In yoga we reflect, meditate, and work to become mindful so that in those moments we can drop the veil and see what is true. Cognitive behavior therapy is a scientists way of saying the same thing. It’s looking into the wiring of the mind and unplugging the stuff that isn’t true or is detrimental to our health. The more I practice CBT, the more I can see the truth lying under each thought. Like using CBT to realize a thought of wanting someone to approve of my decision, and using it again to spiral deeper and see how that would make me feel more secure, and diving deeper to realize I already felt secure, and seeking approval was just a habit. When I pinged into the last place I resurfaced from my thoughts with a sense of clarity and was able to manage my actions in a more helpful way.
The only thing that didn’t sit entirely well with me was the idea of creating a “new thought” because I don’t like the idea of selling myself new, better smelling bulls**t. It’s still bull. There is a sutra that states “When negative feelings restrict us, the opposite should be cultivated.” Maybe CBT is just cultivating those opposites and encouraging the neuroplasticity of the brain and building a happier space.

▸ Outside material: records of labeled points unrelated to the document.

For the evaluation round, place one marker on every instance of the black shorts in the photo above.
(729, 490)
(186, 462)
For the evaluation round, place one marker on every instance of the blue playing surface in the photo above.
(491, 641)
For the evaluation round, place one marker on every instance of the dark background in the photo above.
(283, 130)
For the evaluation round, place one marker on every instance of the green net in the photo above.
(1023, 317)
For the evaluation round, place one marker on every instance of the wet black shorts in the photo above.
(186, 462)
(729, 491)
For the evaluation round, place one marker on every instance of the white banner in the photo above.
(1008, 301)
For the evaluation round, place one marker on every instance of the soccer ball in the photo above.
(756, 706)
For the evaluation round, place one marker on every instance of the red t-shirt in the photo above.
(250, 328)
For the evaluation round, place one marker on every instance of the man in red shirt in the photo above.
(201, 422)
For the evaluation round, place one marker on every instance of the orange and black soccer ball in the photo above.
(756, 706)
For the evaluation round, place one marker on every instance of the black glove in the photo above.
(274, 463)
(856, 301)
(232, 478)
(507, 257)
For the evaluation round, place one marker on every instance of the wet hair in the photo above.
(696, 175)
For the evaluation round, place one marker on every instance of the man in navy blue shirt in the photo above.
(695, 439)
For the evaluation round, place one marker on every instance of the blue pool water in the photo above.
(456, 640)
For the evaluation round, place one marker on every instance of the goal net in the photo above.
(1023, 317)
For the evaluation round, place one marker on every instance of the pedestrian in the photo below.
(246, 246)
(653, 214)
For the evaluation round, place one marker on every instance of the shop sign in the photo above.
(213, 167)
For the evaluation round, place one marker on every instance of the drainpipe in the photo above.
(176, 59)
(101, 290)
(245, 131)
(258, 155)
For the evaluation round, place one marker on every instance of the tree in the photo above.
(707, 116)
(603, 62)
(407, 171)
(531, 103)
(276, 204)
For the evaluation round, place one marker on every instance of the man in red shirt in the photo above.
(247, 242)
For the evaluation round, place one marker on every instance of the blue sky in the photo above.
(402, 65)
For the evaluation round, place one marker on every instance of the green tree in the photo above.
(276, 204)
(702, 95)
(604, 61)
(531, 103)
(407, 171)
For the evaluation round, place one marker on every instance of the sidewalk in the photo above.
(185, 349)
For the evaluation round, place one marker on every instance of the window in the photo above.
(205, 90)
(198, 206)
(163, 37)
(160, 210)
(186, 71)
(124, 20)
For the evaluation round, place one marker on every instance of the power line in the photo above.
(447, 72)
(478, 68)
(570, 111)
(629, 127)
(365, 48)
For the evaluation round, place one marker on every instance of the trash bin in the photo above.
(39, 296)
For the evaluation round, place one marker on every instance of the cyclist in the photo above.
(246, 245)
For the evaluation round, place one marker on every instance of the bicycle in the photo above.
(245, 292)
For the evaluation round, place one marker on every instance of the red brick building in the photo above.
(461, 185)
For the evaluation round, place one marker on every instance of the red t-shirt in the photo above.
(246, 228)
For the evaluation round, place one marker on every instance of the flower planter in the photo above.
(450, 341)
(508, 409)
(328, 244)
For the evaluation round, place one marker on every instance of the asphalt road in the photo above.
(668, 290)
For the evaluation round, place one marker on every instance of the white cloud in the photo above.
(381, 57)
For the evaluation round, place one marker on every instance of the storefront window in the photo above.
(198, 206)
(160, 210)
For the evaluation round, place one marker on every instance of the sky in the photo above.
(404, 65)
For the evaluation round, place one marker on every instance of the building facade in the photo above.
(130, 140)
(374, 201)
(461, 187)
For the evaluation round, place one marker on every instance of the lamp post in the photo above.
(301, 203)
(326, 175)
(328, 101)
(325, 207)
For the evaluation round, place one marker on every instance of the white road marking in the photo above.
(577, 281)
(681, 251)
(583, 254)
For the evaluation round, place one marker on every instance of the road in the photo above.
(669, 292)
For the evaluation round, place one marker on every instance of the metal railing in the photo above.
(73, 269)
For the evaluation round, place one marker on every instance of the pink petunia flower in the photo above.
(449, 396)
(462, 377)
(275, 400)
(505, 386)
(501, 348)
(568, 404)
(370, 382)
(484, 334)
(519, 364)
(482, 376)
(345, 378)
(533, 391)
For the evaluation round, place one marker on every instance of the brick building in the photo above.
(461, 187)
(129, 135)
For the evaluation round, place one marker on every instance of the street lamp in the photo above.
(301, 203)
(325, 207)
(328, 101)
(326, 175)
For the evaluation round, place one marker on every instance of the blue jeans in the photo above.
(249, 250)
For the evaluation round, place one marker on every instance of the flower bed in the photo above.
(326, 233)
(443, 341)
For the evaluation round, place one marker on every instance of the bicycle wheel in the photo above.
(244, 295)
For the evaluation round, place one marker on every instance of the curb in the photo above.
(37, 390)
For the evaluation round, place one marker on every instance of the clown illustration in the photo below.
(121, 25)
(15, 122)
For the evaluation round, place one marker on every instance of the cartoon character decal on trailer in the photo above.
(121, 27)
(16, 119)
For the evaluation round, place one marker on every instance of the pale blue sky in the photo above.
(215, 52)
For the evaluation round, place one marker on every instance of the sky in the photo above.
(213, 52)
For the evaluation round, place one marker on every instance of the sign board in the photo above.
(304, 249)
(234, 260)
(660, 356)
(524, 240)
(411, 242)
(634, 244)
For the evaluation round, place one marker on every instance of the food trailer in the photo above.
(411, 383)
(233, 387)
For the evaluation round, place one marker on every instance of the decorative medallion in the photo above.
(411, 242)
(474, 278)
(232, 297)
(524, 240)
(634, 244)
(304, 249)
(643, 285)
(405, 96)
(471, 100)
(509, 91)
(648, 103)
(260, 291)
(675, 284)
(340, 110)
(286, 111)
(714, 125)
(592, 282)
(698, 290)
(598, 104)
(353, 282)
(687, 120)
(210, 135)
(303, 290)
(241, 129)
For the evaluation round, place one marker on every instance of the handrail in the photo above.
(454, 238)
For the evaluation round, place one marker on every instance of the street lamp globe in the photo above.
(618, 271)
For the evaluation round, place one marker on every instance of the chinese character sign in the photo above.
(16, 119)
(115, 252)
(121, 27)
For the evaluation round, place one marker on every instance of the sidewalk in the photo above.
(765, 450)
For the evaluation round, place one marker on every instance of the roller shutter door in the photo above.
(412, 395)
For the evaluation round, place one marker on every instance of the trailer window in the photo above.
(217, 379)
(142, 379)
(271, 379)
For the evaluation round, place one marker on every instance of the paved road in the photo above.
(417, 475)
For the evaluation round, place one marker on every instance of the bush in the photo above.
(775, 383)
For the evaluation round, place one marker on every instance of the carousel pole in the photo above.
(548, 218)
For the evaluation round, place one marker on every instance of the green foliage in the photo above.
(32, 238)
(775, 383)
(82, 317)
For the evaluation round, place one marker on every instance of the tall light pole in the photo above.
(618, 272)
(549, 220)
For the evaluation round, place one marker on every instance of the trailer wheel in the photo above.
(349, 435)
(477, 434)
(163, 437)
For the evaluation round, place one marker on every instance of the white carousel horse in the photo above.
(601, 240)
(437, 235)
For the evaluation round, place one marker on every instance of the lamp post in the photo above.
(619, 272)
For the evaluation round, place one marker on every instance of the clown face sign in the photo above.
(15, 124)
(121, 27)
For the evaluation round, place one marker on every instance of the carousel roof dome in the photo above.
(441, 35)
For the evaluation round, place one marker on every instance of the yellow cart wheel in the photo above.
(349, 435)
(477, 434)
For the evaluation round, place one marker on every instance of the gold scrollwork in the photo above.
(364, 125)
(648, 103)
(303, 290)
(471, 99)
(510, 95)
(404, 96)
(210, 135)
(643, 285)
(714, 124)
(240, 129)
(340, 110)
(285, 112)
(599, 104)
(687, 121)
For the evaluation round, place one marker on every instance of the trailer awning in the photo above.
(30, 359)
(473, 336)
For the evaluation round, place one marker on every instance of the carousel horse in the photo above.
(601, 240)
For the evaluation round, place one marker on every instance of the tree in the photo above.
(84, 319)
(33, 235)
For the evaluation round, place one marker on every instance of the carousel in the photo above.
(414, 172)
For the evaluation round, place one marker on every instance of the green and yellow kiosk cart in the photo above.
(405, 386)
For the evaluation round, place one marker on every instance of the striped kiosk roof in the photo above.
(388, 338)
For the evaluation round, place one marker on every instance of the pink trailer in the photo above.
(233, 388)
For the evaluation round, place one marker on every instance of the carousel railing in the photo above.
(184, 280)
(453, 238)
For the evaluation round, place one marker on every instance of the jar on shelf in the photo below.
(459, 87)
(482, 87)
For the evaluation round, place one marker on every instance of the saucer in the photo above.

There is also a sutra referring to one of the yamas, or laws of life, honesty. “When we are firmly established in truthfulness, action accomplishes its desired end.”
What do you think? Do you enjoy the correlation between modern science and eastern philosophy? Do you think creating new thoughts and new feelings is healthy, even if they’re false? Or do you think we should only encourage honesty, even if it may hurt?
I’m genuinely interested in discussing these ideas so please share below!